In [2]:
import torch
import torch.nn as nn
import torch.optim as optim
from torch.utils.data import Dataset, DataLoader
import torchvision.datasets as datasets
import torchvision.transforms as transforms
import torchvision
import torch.nn.init as init
import tqdm
import sys
import matplotlib.pyplot as plt
import numpy as np

device = torch.device("cuda" if torch.cuda.is_available() else "cpu")

REAL = 1.
FAKE = 0.

In [3]:
class Reshape(nn.Module):
    def __init__(self, shape):
        super(Reshape, self).__init__()
        self.shape = shape

    def forward(self, x):
        return x.view(*self.shape)

class Generator(nn.Module):
    def __init__(self):
        super(Generator, self).__init__()
        self.model = nn.Sequential(
            nn.Linear(in_features=110, out_features=384*4*4),
            nn.ReLU(inplace=True),

            Reshape((-1, 384, 4, 4)),

            nn.ConvTranspose2d(in_channels=384, out_channels=192, kernel_size=5, stride=2, padding=2, output_padding=1),
            nn.BatchNorm2d(192),
            nn.ReLU(inplace=True),

            nn.ConvTranspose2d(in_channels=192, out_channels=96, kernel_size=5, stride=2, padding=2, output_padding=1),
            nn.BatchNorm2d(96),
            nn.ReLU(inplace=True),

            nn.ConvTranspose2d(in_channels=96, out_channels=3, kernel_size=5, stride=2, padding=2, output_padding=1),
            nn.Tanh()
        )
        self.apply(self.init_weights)

    def forward(self, x):
        x = x.view(x.size(0), -1)  # Flatten the input
        return self.model(x)

    def init_weights(self, m):
      if isinstance(m, nn.Linear) or isinstance(m, nn.ConvTranspose2d):
        init.normal_(m.weight, mean=0, std=0.02)
        if m.bias is not None:
            init.zeros_(m.bias)

class Discriminator(nn.Module):
    def __init__(self):
        super(Discriminator, self).__init__()

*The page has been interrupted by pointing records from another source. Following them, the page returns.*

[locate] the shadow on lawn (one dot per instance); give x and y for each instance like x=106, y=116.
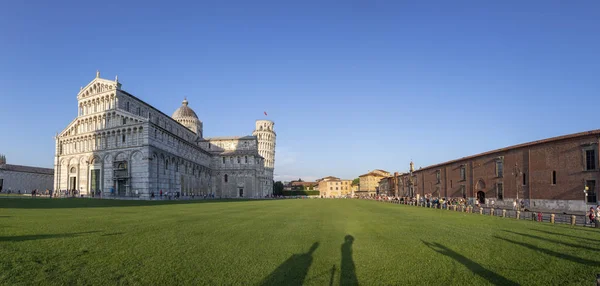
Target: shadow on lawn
x=554, y=241
x=348, y=273
x=292, y=271
x=477, y=269
x=566, y=235
x=43, y=236
x=564, y=256
x=67, y=203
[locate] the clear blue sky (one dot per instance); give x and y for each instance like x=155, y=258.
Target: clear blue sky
x=351, y=85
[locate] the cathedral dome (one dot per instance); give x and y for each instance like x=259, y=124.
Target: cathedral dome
x=184, y=111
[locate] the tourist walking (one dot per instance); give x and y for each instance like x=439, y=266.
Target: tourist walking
x=592, y=216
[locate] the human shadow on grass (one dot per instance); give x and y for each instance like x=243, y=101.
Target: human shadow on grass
x=473, y=266
x=564, y=256
x=293, y=271
x=43, y=236
x=567, y=235
x=68, y=203
x=348, y=272
x=554, y=241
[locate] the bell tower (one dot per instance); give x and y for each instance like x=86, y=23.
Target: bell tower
x=266, y=136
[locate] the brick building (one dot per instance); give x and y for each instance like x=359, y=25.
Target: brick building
x=24, y=179
x=369, y=182
x=547, y=174
x=334, y=187
x=390, y=186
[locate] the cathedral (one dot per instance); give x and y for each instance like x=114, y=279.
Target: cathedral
x=118, y=145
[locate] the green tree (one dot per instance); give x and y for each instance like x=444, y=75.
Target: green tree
x=278, y=188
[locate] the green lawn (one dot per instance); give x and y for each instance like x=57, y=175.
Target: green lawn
x=285, y=242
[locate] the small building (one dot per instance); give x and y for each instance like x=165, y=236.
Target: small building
x=369, y=182
x=389, y=186
x=24, y=179
x=331, y=186
x=303, y=186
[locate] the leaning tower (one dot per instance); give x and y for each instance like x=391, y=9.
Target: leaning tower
x=266, y=148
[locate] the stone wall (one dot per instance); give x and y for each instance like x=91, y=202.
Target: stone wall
x=25, y=182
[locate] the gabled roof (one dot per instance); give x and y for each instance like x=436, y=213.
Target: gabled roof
x=523, y=145
x=373, y=173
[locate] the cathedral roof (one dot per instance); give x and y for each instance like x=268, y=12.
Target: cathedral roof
x=184, y=111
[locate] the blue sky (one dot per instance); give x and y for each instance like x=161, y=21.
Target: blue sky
x=351, y=85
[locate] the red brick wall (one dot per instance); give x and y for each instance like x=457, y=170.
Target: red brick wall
x=537, y=162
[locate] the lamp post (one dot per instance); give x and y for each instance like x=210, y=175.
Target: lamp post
x=516, y=173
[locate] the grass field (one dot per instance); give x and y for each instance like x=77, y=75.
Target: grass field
x=286, y=242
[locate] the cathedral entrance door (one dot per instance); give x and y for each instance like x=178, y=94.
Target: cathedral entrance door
x=72, y=183
x=481, y=197
x=121, y=188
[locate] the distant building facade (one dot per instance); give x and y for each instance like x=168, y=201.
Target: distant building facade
x=120, y=145
x=390, y=186
x=334, y=187
x=369, y=182
x=24, y=179
x=560, y=173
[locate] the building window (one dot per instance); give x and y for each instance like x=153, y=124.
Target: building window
x=590, y=159
x=591, y=191
x=500, y=190
x=499, y=169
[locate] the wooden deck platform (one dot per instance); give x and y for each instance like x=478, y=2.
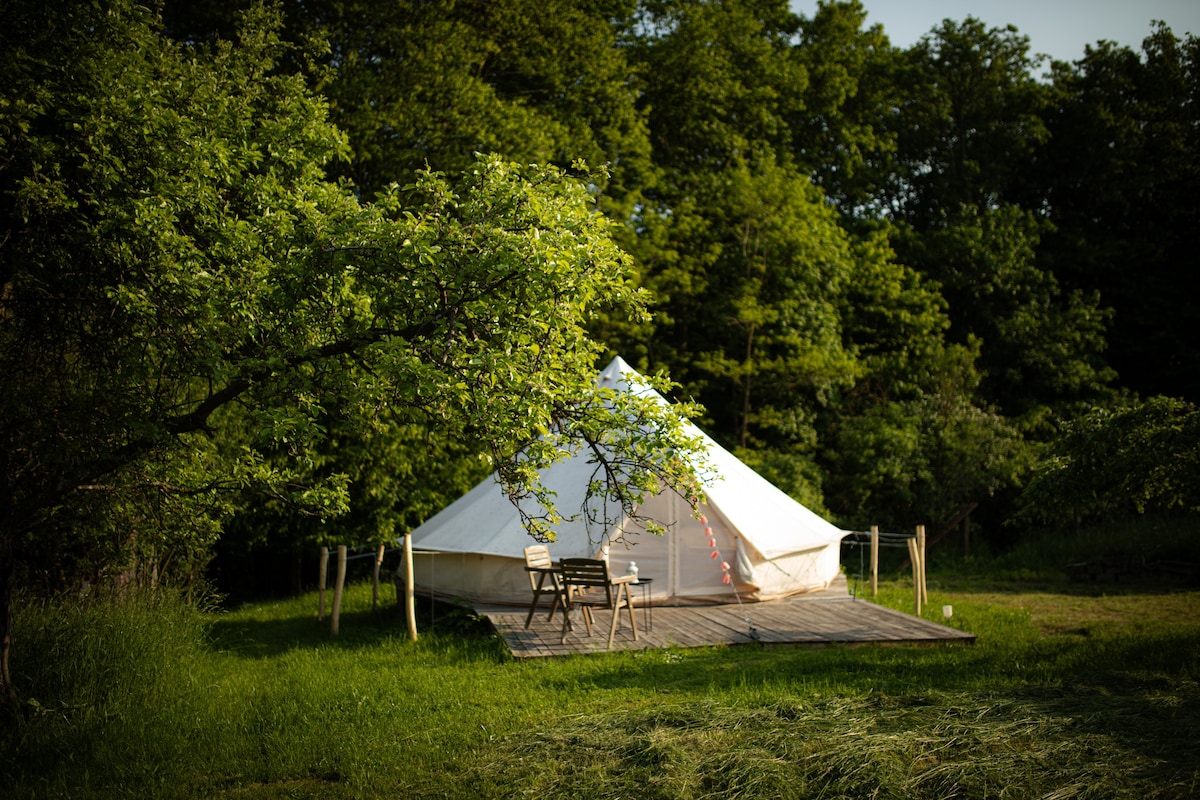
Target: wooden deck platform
x=820, y=619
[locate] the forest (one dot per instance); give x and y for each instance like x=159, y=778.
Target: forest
x=300, y=274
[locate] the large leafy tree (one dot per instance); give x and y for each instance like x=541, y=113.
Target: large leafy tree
x=419, y=84
x=175, y=260
x=1121, y=185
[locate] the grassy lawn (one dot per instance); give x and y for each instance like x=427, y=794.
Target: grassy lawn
x=1072, y=691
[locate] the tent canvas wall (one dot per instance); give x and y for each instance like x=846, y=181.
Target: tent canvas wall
x=474, y=548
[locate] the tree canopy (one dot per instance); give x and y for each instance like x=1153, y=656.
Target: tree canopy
x=301, y=272
x=185, y=289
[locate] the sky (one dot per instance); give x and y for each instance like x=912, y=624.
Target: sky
x=1060, y=28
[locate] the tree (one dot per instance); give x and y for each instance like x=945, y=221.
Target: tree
x=174, y=259
x=427, y=84
x=1121, y=182
x=844, y=130
x=1117, y=462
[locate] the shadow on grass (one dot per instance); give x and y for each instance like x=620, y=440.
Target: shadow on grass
x=358, y=630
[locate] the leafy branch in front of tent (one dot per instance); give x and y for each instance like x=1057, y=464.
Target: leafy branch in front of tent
x=637, y=446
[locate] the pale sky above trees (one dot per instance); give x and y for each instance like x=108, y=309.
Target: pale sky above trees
x=1060, y=28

        self.conv1 = nn.Conv2d(3, 16, kernel_size=3, stride=2, padding=1, bias=False)
        self.relu1 = nn.LeakyReLU(0.2)
        self.dropout1 = nn.Dropout(0.5)

        self.conv2 = nn.Conv2d(16, 32, kernel_size=3, stride=1, padding=1, bias=False)
        self.batch_norm2 = nn.BatchNorm2d(32)
        self.relu2 = nn.LeakyReLU(0.2)
        self.dropout2 = nn.Dropout(0.5)

        self.conv3 = nn.Conv2d(32, 64, kernel_size=3, stride=2, padding=1, bias=False)
        self.batch_norm3 = nn.BatchNorm2d(64)
        self.relu3 = nn.LeakyReLU(0.2)
        self.dropout3 = nn.Dropout(0.5)

        self.conv4 = nn.Conv2d(64, 128, kernel_size=3, stride=1, padding=1, bias=False)
        self.batch_norm4 = nn.BatchNorm2d(128)
        self.relu4 = nn.LeakyReLU(0.2)
        self.dropout4 = nn.Dropout(0.5)

        self.conv5 = nn.Conv2d(128, 256, kernel_size=3, stride=2, padding=1, bias=False)
        self.batch_norm5 = nn.BatchNorm2d(256)
        self.relu5 = nn.LeakyReLU(0.2)
        self.dropout5 = nn.Dropout(0.5)

        self.conv6 = nn.Conv2d(256, 512, kernel_size=3, stride=1, padding=1, bias=False)
        self.batch_norm6 = nn.BatchNorm2d(512)
        self.relu6 = nn.LeakyReLU(0.2)
        self.dropout6 = nn.Dropout(0.5)

        self.discriminator = nn.Linear(512 * 4 * 4, 1)
        self.classifier = nn.Linear(512 * 4 * 4, 10)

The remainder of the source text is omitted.